BAV and KDV occur in tropical and subtropical regions, where other mosquito-borne viral disease especially Japanese encephalitis and dengue have been reported as endemic. Despite the isolation of BAV from infected human patients, no surveys have been reported concerning the detection and prevalence of antibodies to these viruses in human sera. LNV has been isolated from mosquitoes.


BAV from China, Vietnam and Indonesia, KDV from China and Indonesia and LNV from China are classified as members of three different species and show little cross-reaction in neutralization tests.
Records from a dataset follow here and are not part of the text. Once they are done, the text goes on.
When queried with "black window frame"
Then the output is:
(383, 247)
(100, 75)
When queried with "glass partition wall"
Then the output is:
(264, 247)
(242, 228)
Species demarcation criteria

In addition to the other general criteria used throughout the family, members of a species in the genus Seadornavirus may be identified by:

  • Relatively efficient cross-hybridization of conserved genome segments under high stringency conditions (>74% identity).
  • Serological comparisons by neutralization assays. There is no cross-neutralisation or cross-reactivity between members of the species Banna virus and Kadipiro virus, but lack of cross-neutralisation can also be observed between different genotypes of virus within the species Banna virus.
  • Sequence analysis: In the conserved Seg12, viruses within the same species will normally have >89% nucleotide identity. The RdRPs (the most conserved protein, encoded by Seg1) of isolates of different species have <50% amino acid identity (Figure 3.Seadornavirus).

The sequence relationships between different members of the genus are illustrated in the RdRP based phylogenetic tree for Banna virus (BAV), Kadipiro virus (KDV) and Liao ning virus (LNV) (Figure 3.Seadornavirus). Within a single species, amino acid identity is >94%. Between viruses of different species, aa identity ranges from 40 to 43%.

Related, unclassified viruses

Virus name



Balatone virus

Seg1: JX947843; Seg3: JX947844;
Seg4: JX947845; Seg5: JX947846;
Seg6: KC522611; Seg7: JX947847;
Seg8: KC522612; Seg9: JX947848;
Seg11: JX947850; Seg12: JX947849


Mángshì virus

Seg1: KR349187; Seg2: KR349188;
Seg3: KR349189; Seg4: KR349190;
Seg5: KR349191; Seg6: KR349192;
Seg7: KR349193; Seg8: KR349194;
Seg9: KR349195; Seg10: KR349196;
Seg11: KR349197; Seg12: KR349198


Virus names and virus abbreviations are not official ICTV designations.

Balatone virus was isolated in Hungary while Mángshì virus was isolated in China.